I had considered a variety of other designs but have been more than happy with what I have. My work area is assembled with screws to allow for modification or disassembly if ever needed, but since putting it to use, I see no reason to ever do so. I did use a brad nailer to fasten the oak trim around the edges to keep the hardboard top in place (the hardboard is also affixed with double sided tape to allow for future replacement should it become damaged or worn).


----------



## CL810 (Mar 21, 2010)

+10 to Jayt's comments. Looking for a bench style? Read this thread.


----------



## Sylvain (Jul 23, 2011)

Agree with JayT comments.

I made mine (Paul Sellers type) from recycled lumber. I had very little experience.
It is not difficult to make. One only needs basic hand tools to do it. 
Paul Sellers has excellent free videos.

A workbench doesn't need to look very nice. 
Look at this one (one afternoon workbench) 
More importantly, see what his very productive owner is able to do with this basic bench.
What you do, once you have a workbench, is more important than the workbench.

If you need a workbench which can be quickly knocked up/down the Moravian workbench is to be considered.


----------



## bondogaposis (Dec 18, 2011)

Build your own, way cheaper and rewarding too. You will need to pick a design and acquire the hardware.
I highly recommend that you design your bench around the vises that you decide on. It is much easier to do it that way than than to build a bench and then try to fit he vises later.


----------



## rwe2156 (May 7, 2014)

What bondo and JayT said.

If you are unsure what you want to do right now, I would suggest using plywood and/or MDF. Build a nice stout base of 4×4's. Mount a face and end vise, drill some dog holes and start using it. You may want to add some T tracks, storage, etc.

Once you get down the road a bit and decide on your "ultimate" bench, this one can always become an assembly or outfeed table if you have the room.


----------



## waho6o9 (May 6, 2011)

From the Moravian workbench link, thank you.


----------



## SMP (Aug 29, 2018)

What are some of the designs you like? And what is your skill level? And what tools/workspace do you have now? I am trying to learn hand tool skills and traditional joinery, so I purchased a video series that is showing me how to build a great bench inexpensively while learning and practicing all these hand tool techniques.


----------



## rustynails (Jun 23, 2011)

I would build one of the paulk workbenchs

https://www.pinterest.com/rccbflyer/paulk-workbench/


----------



## WoodenDreams (Aug 23, 2018)

I don't consider making your own workbench a huge project.

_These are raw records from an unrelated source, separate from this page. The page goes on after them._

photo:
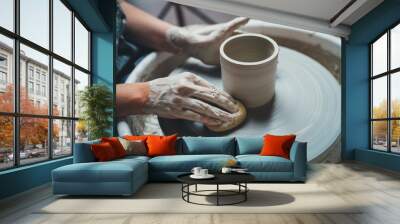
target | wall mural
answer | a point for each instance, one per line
(283, 80)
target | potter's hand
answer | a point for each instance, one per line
(203, 42)
(187, 96)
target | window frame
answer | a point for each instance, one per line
(388, 74)
(16, 115)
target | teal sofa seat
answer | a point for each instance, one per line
(118, 177)
(257, 163)
(167, 168)
(125, 176)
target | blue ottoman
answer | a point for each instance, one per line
(118, 177)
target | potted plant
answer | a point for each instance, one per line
(96, 104)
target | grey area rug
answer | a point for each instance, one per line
(166, 198)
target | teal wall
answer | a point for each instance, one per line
(356, 85)
(103, 62)
(24, 178)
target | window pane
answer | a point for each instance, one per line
(62, 141)
(81, 132)
(81, 81)
(7, 14)
(395, 47)
(33, 139)
(6, 74)
(379, 135)
(34, 18)
(379, 97)
(379, 56)
(395, 94)
(34, 97)
(6, 142)
(395, 135)
(62, 89)
(81, 45)
(62, 29)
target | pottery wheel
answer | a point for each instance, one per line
(306, 103)
(307, 99)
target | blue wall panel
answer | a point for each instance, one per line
(24, 178)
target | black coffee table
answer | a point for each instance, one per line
(238, 179)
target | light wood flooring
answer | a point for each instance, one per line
(378, 189)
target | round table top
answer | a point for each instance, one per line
(220, 178)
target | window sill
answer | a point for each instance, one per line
(30, 166)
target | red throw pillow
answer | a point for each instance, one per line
(277, 145)
(103, 152)
(116, 145)
(161, 145)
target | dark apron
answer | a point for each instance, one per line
(128, 54)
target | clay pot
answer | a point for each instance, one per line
(248, 67)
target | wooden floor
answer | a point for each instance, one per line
(378, 189)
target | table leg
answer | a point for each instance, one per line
(217, 194)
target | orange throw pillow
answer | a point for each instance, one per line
(277, 145)
(161, 145)
(135, 137)
(103, 152)
(116, 145)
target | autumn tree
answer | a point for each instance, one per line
(380, 127)
(33, 131)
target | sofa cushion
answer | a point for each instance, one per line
(257, 163)
(161, 145)
(112, 171)
(103, 152)
(249, 145)
(116, 145)
(208, 145)
(83, 152)
(185, 163)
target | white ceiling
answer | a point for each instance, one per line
(326, 16)
(320, 9)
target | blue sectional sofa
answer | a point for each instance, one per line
(125, 176)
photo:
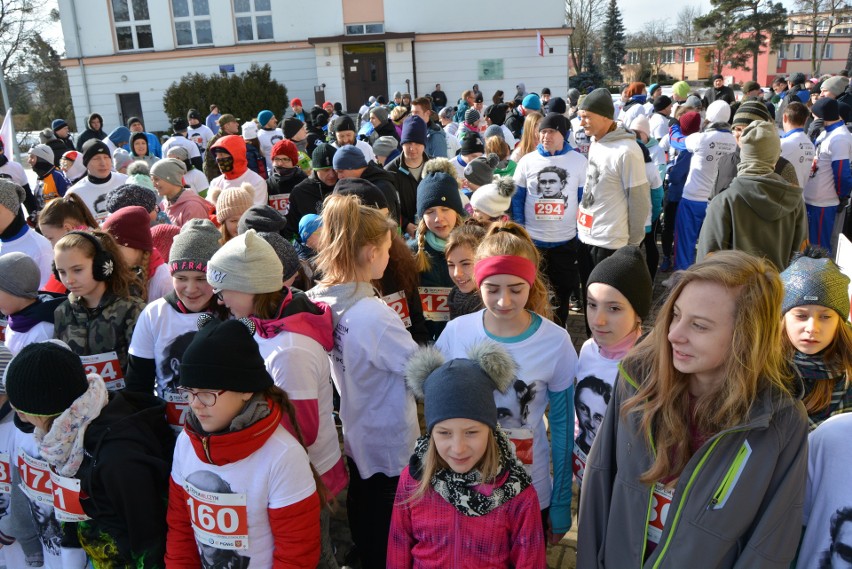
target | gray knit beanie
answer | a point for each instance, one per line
(760, 148)
(815, 281)
(247, 264)
(599, 102)
(171, 170)
(11, 195)
(480, 171)
(194, 246)
(19, 275)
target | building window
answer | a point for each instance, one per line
(192, 22)
(364, 29)
(254, 20)
(132, 24)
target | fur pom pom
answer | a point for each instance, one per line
(505, 186)
(494, 361)
(422, 363)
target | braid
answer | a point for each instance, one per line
(424, 262)
(279, 397)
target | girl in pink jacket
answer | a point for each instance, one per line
(464, 500)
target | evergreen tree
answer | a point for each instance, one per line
(744, 29)
(614, 42)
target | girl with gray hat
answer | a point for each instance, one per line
(817, 336)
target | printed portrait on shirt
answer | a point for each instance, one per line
(591, 398)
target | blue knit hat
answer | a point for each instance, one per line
(413, 130)
(349, 158)
(531, 102)
(438, 189)
(264, 117)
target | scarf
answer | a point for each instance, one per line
(815, 368)
(459, 490)
(435, 242)
(62, 446)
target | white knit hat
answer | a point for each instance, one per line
(247, 264)
(494, 199)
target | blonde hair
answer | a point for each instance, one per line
(122, 281)
(756, 361)
(348, 226)
(818, 398)
(422, 258)
(489, 465)
(509, 238)
(529, 138)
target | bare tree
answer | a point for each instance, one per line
(819, 18)
(585, 16)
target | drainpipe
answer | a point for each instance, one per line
(414, 68)
(80, 59)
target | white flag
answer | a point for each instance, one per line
(7, 134)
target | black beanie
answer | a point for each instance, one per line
(44, 379)
(224, 355)
(368, 192)
(471, 144)
(556, 122)
(627, 272)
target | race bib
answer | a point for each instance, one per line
(218, 520)
(549, 210)
(66, 499)
(399, 303)
(523, 441)
(578, 463)
(660, 504)
(280, 202)
(5, 474)
(176, 410)
(35, 477)
(105, 365)
(584, 221)
(435, 304)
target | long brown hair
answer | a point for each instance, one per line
(662, 401)
(348, 226)
(488, 465)
(818, 397)
(509, 238)
(122, 281)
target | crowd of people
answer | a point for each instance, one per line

Quite a few workers made some really nice benches to fit their needs. Figuring cost factor, and building it to your needs. Mines quite functional 4×4 legs, 2×4 framing, lower shelf storage for 3' to 4'boards, 4'x4' premium MDF table top, with three Grizzly H7788 vises. I figure when my table top gets too beat up, I'll just unscrew the top turn it over and use the other side or added another MDF top. My total cost was $350 and two days off my time. You will be doing wood projects much more difficult than a workbench. I helped a friend build his workbench last summer, 2'x12' attached to the wall studs on one wall & no legs, he wanted a plywood table top, total cost $60.


----------



## LittleShaver (Sep 14, 2016)

There are zillions of ways to build a bench. My first was using purchased metal legs and an old door for the top. The next was 2×4 frame and a double layer of 3/4 plywood for the top. After that, I used old kitchen lowers with a resin top. I inherited a metal based bench with a hardboard top (came with an Emmert Vise) that I still have. I needed a quick assembly table so i built a 2×4 frame and topped it with a hollow core door. Worked so well, I added a second one. I got plans and made the Apartment work bench from Lee Valley. Now I'm building a Moravian bench out of reclaimed lumber.
Each time we re-locate, it's time for a new bench. I'm thinking the next move will involve taking the Emmert Bench, the Apartment bench and the Moravian. 
My point is that no bench is forever. Needs change, work habits evolve, locations change, budgets change, and stiff happens. Just make something that works for now, you can always change later.


----------



## SweatyTeddy (Apr 2, 2016)

Thank y'all for the advice. I now have a rough idea of what I need to incorporate into my bench/out feed table. Plus a reagangement of my shop is in order.


----------



## PropmakerLA (May 16, 2018)

I bought the two that I have for my home shop from Craigs List. They are both 4×8 welded metal frames one is on wheels one is stationary. One has a 1in MDF top the other is 3/4 melamine. For what I wanted it was cheaper to buy them, frames are solid and will last forever. When the tops get trashed I can just unscrew them and replace.


----------



## fuigb (Apr 21, 2010)

Build your bench. If your experience as a woodworker is typical then most of what you create is for other people. Benches are one of only a few things that were made by me with me in mind as the user/"customer." Very pleased to have made these for myself.


----------